Novgorod's Monuments and Historical Memory


Novgorod's Monuments
and Historical Memory


Copyright 2000 Daniel C. Waugh


 Click on any
 thumbnail to
 see a larger
 image

     Make selection below

The Bronze Horseman

Most people invoke memories of their past as a way of stating their ideals, justifying the present, or perhaps drawing attention away from unpleasant realities. All too often, historical realities are irrelevant - the past is imagined in ways that it never knew. Such imagined histories may take many forms, among them museum displays, public ceremonies and public monuments. Examples from recent years in the United States show how controversial such invocations of the past can be, witness the disputes over the 1492 exhibit at the National Gallery, the Enola Gay exhibit at the Smithsonian and the architecture of the various war memorials in Washington, D. C. On the whole though, it is probably safe to venture that public statuary in the United States has a less prominent place in popular memory than it does in Russia. Imagine St. Petersburg, and immediately one thinks of the famous "Bronze Horseman" - the statue erected to commemorate Peter the Great by Catherine the Great in her effort to identify herself with the Petrine legacy. Peter is depicted as a heroic figure, pointing to the future and whose horse is trampling the serpent of ignorance. Emblematic of the city, the statue was invoked both in Pushkin's famous poem "Mednyi vsadnik" and in Belyi's modernist take on Petersburg in his novel of the same name.

min13.jpg (63365 bytes)
icon3.jpg (94637 bytes)

In the eyes of many, Novgorod itself is invoked as an example of a political or economic alternative to the patterns in which Russia developed under the Tsars and Soviets. The political liberties embodied in the popular assembly, the veche, are presumed to have survived right down to the final conquest of Novgorod by Moscow Grand Prince Ivan III in 1478, even though in fact long before real control of city government had passed into the hands of a wealthy oligarchy. A sixteenth-century miniaturist shows the veche bell being taken away to Moscow. At the time of the Moscow assault, in Novgorod itself the past was being invoked. Icon painters depicted the assault on the city back in 1169 by the troops of Suzdal prince Andrei Bogoliubskii. The assault failed, thanks to the intercession of the Virgin Mary, whose Icon of the Sign was placed on the walls to protect the city. The icon came to be the most venerated one in Novgorod and an important representation of the idea that the city enjoyed Divine protection. Novgorod's commercial acumen and its foreign trade connections - both very real - did not survive the Muscovite conquest by much, and the same Ivan III closed the offices of the Hanseatic League in Novgorod in 1494. So, according to the mythology, the opportunity for Russia to have developed along a democratic path on the road to modern capitalism was lost. Instead the country has endured authoritarian rule and state mismanagement of the economy. Among those who most idealized Novgorod were the military officers involved in the Decembrist revolt in 1825, since their goal was to establish in Russia a constitutional regime that would ensure political freedoms. A modern argument juxtaposing the good Novgorod against the bad Moscow can be found in the article by the American historian Thomas Owen.

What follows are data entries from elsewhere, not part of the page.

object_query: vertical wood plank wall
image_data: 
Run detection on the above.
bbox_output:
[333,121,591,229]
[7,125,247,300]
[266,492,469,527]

Novgorod's public monuments are perhaps less well known than those of St. Petersburg. The four examples that follow - The Millennium Monument, the statue commemorating Alexandr Nevskii, the World War II memorial, and a memorial to a little-known holy woman Mariia Mikhailovna - provide some material for an exploration of their many meanings.

The Millenium Monument The Millennium Monument. Unveiled on September 8, 1862, the monument to the first Millennium of Russian History was the work of a team of sculptors, headed by Mikhail Osipovich Mikeshin. This grandiose and complex sculpture displays129 figures, whose selection was personally approved by Emperor Alexander II. The most important message of the monument is embodied at its apex, where an angel blesses a kneeling woman who symbolizes Russia. Around the imperial orb are depicted six scenes central to Russian history: the founding of the state with the coming of the first prince Riurik in 862 (the date is on his shield), the adoption of Christianity by Prince/Saint Vladimir in 988, the victory over the Tatars by Moscow Prince Dmitrii Donskoi in 1380, the unification of the Russian lands under Grand Prince Ivan III at the end of the fifteenth century, the establishment of the Romanov Dynasty with Michael Romanov being defended by Minin and Pozharskii in 1613, and Peter the Great's westernizing transformation of Russia at the beginning of the eighteenth century. The victors trample on those they defeat - Vladimir stands on pagan idols, Dmitrii Donskoi on a defeated Tatar, and Peter lords over a defeated Swede. Details of several of these scenes are below.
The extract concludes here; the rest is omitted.